Massimo Bucarelli, Luca Micheletta, Luciano Monzali, Luca Riccardi (a cura di)
Brussels, Peter Lang, 413 pp., € 52,56

Anno di pubblicazione: 2016

Il volume, curato da quattro docenti di relazioni internazionali in università del nostro paese, coinvolge storici italiani e di paesi ex jugoslavi (Serbia, Croazia, Slovenia e Montenegro). Esso presenta, con un’abbondanza di fonti inedite provenienti da numerosi archivi, tutti saggi in lingua inglese che ruotano intorno ai rapporti tra Italia e Jugoslavia, dalla stipula del Memorandum d’intesa di Londra (1954) alla chiusura della questione di Trieste, con la firma dei Trattati di Osimo del 1975. L’accordo non definitivo del 1954 creò le premesse per un avvicinamento tra i due paesi che tuttavia si concretizzò appena alla fine degli anni ’60, culminando con quella che i curatori chiamano la «Détente Adriatica», in riferimento al panorama internazionale in cui essa si inserì.
I contributi sono divisi in tre sezioni. Quella sul contesto internazionale pone al centro dell’analisi le prospettive e posizioni dei grandi attori esterni al piano adriatico, ossia di statunitensi (Laković), sovietici (Životić), francesi (Sretenović) e britannici (Bajc), e di altri due paesi geograficamente prossimi: Romania (Basciani) e Albania (Micheletta). Le altre due sezioni sulla dimensione bilaterale e sulle reazioni locali incrociano analisi sui rapporti incostanti tra Italia e Jugoslavia e sulle situazioni politiche in ambito locale e nazionale, essenzialmente italiano. Pupo e Dukovski propongono due sintesi dettagliate e di ampia durata sulla Questione di Trieste e sui rapporti tra i due paesi adriatici, mentre Škorjanec e specialmente Bucarelli e Mišić offrono ricostruzioni efficaci e puntuali sui vari e tortuosi passaggi che portarono alla firma del 1975.
Sono ben illustrati, in questi e in altri saggi del volume, i momenti e motivi della politica e della diplomazia italiane, osservati attraverso i cambi delle compagini governative, con approfondimenti su personaggi e partiti di governo e opposizione nazionale e locale. Monzali e Riccardi discutono nello specifico, ma non esclusivamente, delle posizioni e ruoli di Moro e di Fanfani; Karlsen dei comunisti italiani al confine e del loro leader Vidali; D’Amelio del ruolo dei Trattati di Osimo nell’evoluzione politica locale e dell’opposizione all’ipotizzata Zona franca industriale di confine; Capuano delle posizioni politiche contrarie alla Détente Adriatica da parte dell’associazionismo esule.

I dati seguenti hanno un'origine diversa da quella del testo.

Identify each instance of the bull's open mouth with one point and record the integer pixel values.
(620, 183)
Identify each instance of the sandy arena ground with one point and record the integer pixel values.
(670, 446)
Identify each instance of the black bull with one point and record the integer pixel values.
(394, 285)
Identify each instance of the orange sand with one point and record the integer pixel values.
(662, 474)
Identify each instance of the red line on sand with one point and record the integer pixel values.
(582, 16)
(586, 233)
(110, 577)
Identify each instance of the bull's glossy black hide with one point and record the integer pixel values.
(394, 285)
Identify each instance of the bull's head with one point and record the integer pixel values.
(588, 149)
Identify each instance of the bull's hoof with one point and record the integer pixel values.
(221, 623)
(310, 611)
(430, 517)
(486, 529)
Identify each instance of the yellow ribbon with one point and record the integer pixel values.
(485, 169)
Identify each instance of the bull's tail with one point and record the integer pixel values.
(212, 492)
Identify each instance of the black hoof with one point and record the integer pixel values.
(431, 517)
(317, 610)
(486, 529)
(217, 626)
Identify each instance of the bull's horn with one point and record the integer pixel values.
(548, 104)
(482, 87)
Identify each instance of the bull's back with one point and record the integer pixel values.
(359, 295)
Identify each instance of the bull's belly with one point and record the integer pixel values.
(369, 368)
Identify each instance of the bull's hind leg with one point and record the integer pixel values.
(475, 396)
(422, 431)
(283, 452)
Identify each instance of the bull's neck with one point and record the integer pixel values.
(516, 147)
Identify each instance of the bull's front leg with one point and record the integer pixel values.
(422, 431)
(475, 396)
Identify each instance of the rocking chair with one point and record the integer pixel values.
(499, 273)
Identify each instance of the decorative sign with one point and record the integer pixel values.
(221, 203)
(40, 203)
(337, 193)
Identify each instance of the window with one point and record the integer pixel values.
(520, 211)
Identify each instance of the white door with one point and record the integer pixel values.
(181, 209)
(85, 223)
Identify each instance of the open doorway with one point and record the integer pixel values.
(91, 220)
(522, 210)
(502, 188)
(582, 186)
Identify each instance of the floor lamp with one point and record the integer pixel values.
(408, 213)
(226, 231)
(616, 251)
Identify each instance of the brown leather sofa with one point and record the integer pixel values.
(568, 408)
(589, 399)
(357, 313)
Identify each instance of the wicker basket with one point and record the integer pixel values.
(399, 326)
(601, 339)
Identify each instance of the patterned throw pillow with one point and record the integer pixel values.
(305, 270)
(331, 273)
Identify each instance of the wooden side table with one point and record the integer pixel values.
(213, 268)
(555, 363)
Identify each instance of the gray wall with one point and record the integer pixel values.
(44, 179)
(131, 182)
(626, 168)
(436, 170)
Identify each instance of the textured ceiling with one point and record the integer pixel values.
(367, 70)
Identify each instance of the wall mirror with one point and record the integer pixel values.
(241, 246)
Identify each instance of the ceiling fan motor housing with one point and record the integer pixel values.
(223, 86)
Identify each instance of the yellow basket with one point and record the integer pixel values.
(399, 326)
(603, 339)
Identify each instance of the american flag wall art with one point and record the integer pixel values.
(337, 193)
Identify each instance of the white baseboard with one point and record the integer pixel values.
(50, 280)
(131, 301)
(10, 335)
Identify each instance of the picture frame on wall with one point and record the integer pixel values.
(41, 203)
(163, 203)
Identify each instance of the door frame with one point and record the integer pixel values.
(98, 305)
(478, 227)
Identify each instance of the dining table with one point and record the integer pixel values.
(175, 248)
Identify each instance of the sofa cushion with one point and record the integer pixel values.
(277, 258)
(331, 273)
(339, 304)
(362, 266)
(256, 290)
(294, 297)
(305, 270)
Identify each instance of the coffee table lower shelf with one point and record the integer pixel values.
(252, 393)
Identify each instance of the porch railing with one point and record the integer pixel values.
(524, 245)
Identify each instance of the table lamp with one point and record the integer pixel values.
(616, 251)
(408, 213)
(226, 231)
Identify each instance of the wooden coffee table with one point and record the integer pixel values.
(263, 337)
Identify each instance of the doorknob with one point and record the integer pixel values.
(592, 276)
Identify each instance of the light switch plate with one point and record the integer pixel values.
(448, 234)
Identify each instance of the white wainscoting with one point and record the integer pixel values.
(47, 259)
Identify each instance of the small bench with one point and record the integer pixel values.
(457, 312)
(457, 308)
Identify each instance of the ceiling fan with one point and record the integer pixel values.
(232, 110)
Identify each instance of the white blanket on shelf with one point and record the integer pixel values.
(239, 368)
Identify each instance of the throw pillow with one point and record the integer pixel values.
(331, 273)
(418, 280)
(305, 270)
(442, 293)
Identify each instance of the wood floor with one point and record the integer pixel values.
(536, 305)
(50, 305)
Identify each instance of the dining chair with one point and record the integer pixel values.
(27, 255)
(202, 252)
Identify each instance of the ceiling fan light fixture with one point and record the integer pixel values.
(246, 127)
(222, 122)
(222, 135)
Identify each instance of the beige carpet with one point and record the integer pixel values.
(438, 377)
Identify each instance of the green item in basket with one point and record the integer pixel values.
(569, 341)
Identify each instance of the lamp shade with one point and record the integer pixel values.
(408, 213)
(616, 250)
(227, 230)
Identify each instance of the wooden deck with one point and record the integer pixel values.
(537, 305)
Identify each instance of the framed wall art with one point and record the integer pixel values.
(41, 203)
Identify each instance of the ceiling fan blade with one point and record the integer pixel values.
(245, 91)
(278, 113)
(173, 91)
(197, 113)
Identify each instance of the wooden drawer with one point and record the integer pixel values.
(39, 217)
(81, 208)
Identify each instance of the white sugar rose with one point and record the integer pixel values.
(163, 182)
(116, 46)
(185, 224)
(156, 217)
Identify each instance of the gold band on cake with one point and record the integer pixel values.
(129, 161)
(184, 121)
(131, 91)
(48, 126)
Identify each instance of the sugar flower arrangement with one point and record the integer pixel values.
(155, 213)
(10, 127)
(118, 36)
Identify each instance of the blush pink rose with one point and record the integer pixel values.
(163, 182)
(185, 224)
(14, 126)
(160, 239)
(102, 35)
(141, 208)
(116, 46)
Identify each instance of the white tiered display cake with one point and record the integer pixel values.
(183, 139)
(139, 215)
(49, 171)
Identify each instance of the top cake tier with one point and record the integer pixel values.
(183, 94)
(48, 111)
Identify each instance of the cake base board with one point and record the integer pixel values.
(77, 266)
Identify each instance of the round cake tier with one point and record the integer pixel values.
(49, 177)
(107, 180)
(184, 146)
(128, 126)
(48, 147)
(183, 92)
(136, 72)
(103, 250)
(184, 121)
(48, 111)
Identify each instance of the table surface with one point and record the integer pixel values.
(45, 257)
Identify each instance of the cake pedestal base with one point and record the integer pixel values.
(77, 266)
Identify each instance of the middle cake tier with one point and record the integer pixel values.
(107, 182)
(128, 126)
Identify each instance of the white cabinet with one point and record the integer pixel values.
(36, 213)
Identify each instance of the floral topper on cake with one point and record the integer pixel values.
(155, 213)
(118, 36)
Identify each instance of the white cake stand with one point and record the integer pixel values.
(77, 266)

Minore nel complesso è l’attenzione alla Jugoslavia, che si presentava in maniera più compatta alle trattative, spinta, come osservano Mišić e Škorjanec, dall’intervento sovietico in Cecoslovacchia, ma che, come suggeriscono diversi autori senza approfondire, era pur divisa da disparità di vedute su decentramento, questioni nazionale ed economica. Alcuni autori si soffermano più sui problemi e altri più sui risultati del ravvicinamento adriatico, ma nel complesso condividono diversi punti, come le rigidità jugoslave nelle trattative e l’andamento ondivago da parte degli italiani, preoccupati delle opinioni pubbliche nazionale e locale.